Watching this reminded me of that moment when you watch the world premiere of something incredible at Sundance (or any big festival) that you know is just going to change the indie world forever, it's that good. I could just feel the buzz of the audience, which in this case, just meant all my friends watching this film at home stirring in happiness. I still remember the exact venue I was in when I watched the Duplass Bros' film Baghead at Sundance in 2008, and I feel like this new film has just as much power in its indie filmmaking ability to shape the world of cinema from now on. It's not that we haven't seen computer screen films before, it's not that there haven't been made-entirely-on-Zoom films (see: Host), and it's not that there haven't been pandemic films already. It's just that none of them are this good, none of them break out of the Zoom screen and pull you in for a big, warm, friendly hug. That's what makes this one so revolutionary in its story of love.

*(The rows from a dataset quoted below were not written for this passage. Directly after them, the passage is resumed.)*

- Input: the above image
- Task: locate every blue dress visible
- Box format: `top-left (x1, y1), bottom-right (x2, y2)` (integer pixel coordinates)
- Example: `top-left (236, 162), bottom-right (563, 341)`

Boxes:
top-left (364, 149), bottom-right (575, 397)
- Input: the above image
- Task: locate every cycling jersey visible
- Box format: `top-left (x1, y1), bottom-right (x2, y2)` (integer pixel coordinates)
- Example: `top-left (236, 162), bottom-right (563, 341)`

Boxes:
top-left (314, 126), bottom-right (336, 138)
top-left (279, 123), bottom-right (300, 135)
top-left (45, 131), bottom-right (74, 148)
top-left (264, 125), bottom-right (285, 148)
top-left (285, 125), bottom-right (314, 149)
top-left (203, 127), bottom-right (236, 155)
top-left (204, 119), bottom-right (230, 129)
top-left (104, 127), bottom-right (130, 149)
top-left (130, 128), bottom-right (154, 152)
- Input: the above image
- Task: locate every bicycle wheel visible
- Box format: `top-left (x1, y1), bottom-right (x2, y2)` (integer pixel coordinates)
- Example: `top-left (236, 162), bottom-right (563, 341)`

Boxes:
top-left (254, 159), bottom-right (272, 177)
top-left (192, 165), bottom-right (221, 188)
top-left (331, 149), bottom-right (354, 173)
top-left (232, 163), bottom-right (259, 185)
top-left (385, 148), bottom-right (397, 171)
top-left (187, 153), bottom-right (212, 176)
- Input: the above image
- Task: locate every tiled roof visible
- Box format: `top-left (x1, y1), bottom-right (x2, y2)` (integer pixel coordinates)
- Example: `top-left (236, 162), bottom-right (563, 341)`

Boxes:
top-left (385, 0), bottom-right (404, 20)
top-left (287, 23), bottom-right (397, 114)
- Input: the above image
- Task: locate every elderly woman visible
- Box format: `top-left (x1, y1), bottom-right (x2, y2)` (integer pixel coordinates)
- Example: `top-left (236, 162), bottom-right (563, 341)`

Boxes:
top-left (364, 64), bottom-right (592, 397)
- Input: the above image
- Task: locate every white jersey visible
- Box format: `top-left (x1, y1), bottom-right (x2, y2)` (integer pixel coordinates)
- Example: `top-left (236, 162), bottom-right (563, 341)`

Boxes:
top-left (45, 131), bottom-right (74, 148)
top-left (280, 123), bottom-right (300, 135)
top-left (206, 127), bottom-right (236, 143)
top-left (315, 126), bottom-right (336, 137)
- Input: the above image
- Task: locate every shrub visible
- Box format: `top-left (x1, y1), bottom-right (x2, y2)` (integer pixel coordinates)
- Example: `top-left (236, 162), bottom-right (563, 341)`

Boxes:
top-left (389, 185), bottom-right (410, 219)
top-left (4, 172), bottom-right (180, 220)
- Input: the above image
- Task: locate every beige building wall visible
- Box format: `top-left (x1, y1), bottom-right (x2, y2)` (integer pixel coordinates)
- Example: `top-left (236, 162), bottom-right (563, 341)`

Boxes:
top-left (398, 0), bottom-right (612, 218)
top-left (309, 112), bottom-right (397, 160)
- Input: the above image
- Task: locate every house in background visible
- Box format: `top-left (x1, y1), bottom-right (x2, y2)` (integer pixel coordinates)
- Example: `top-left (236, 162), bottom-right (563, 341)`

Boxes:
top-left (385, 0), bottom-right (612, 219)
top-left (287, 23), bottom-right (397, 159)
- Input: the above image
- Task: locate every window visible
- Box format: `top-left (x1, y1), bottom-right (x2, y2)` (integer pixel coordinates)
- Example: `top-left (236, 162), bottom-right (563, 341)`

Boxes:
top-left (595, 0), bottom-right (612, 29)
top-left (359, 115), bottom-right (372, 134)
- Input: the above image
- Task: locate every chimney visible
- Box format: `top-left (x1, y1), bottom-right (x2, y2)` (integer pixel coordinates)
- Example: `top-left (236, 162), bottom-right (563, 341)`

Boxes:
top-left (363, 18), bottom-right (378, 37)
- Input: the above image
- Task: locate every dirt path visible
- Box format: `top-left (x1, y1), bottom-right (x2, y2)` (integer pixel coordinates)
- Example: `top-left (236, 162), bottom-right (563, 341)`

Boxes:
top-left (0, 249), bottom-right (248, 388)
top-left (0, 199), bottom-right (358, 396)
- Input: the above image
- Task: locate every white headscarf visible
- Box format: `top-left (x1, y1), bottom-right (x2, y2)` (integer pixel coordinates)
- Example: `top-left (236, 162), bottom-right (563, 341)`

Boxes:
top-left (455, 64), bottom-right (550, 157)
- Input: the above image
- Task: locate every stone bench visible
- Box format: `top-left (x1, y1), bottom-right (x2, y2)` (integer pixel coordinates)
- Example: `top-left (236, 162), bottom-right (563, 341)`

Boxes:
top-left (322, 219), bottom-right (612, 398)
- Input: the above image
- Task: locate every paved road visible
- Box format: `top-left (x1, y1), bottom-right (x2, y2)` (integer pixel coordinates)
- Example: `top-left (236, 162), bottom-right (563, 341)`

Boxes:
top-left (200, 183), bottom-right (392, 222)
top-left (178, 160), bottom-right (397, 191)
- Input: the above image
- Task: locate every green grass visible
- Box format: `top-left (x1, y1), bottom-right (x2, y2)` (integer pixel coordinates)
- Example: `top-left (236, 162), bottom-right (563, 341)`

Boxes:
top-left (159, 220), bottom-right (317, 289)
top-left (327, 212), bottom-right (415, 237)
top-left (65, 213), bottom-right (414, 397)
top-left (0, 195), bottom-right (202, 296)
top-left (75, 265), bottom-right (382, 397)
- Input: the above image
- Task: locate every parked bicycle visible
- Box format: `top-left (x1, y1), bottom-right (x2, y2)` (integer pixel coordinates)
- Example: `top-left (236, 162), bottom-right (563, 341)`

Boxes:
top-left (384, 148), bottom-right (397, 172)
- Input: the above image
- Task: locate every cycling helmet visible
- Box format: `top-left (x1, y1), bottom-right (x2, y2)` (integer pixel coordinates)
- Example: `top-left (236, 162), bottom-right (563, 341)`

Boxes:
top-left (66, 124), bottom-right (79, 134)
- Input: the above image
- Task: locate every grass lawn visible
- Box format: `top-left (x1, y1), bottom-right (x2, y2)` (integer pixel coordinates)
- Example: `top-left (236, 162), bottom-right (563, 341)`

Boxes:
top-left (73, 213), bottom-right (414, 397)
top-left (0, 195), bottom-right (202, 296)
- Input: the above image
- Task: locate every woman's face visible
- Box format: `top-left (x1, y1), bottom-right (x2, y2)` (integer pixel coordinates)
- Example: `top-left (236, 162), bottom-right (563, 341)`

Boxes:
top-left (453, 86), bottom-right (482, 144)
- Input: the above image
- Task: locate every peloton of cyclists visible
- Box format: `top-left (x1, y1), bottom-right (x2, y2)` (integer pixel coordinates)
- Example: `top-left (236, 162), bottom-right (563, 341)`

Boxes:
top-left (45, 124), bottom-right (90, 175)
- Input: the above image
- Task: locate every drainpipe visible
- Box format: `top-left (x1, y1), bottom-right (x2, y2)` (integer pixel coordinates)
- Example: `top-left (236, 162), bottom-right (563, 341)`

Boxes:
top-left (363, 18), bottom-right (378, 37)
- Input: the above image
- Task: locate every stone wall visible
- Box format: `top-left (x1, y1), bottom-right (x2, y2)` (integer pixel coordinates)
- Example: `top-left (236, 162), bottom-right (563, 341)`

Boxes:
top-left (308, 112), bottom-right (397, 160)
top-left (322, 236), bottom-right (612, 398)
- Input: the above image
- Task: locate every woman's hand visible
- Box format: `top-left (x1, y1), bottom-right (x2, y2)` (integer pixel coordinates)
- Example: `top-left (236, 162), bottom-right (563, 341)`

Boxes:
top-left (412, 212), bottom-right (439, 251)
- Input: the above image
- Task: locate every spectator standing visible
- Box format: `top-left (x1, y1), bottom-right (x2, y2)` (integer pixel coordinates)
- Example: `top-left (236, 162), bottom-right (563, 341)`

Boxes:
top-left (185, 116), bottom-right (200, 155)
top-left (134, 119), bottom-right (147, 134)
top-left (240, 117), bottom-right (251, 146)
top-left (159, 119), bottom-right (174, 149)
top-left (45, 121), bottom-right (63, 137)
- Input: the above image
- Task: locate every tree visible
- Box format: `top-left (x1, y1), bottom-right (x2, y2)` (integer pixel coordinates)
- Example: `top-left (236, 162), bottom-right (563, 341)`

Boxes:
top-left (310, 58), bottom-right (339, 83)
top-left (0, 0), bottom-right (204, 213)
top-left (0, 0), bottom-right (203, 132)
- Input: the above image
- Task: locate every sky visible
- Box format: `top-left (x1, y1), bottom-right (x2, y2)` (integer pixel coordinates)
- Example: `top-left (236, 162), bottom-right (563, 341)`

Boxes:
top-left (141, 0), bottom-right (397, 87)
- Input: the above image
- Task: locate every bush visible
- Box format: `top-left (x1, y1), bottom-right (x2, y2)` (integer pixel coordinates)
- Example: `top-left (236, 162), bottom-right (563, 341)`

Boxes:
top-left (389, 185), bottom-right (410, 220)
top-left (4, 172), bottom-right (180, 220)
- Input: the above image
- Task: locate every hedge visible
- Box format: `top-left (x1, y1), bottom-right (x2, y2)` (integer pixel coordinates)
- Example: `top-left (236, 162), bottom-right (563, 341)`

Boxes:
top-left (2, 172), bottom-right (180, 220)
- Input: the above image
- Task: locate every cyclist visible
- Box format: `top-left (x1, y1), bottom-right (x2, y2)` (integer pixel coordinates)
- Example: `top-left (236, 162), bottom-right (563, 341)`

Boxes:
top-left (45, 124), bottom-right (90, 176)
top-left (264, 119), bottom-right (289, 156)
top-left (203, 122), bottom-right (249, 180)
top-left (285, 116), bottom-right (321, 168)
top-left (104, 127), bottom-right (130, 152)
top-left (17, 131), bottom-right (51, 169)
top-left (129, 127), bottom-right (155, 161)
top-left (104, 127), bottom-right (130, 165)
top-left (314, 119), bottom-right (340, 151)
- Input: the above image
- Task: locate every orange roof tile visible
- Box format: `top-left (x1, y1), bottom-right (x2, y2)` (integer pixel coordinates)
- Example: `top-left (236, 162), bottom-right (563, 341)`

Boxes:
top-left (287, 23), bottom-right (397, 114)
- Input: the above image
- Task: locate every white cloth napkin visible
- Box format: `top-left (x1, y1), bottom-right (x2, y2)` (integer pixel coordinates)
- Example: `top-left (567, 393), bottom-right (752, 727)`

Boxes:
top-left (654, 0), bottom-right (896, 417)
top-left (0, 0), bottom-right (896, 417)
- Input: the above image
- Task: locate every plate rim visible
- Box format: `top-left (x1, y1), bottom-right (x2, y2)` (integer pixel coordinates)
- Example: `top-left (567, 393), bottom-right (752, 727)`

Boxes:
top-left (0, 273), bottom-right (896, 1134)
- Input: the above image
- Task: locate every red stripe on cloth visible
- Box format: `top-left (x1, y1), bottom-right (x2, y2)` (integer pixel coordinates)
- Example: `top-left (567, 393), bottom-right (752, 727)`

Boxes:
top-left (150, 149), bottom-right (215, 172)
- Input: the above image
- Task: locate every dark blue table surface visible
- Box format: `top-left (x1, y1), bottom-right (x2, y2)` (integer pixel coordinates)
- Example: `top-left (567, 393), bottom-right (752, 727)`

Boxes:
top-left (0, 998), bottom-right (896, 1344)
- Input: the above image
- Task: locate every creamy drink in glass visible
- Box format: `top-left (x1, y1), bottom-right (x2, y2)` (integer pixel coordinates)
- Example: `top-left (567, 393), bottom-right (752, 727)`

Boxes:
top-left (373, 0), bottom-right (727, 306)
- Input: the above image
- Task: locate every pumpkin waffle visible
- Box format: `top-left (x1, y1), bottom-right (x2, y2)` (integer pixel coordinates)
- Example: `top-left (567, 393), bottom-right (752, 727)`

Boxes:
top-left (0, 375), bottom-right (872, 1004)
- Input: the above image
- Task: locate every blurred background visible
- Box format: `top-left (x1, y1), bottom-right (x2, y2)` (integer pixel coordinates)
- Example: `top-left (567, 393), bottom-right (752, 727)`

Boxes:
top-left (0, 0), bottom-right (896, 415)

It's always great to see Mark Duplass in anything, he seems to have an ability to take on a challenging role and pull it off just right. However, this is Natalie Morales creation and she deserves the acclaimed. She has made something so magical and exceptionally affecting. It's not so much about the technical aspects but the emotional core of the film that really is spectacular. There's a nuanced understanding of love and connection here that few films ever truly grasp. This film is going to be a guide for so many people to find their way back when they need it. So many are going to fall head over heels for it and it will become their comfort film they revisit whenever they need to feel better. I don't even think I can properly express my feelings in words, I'm so overwhelmed, and the lovely end credits song has been stuck in my head for an entire day, too. Bravo.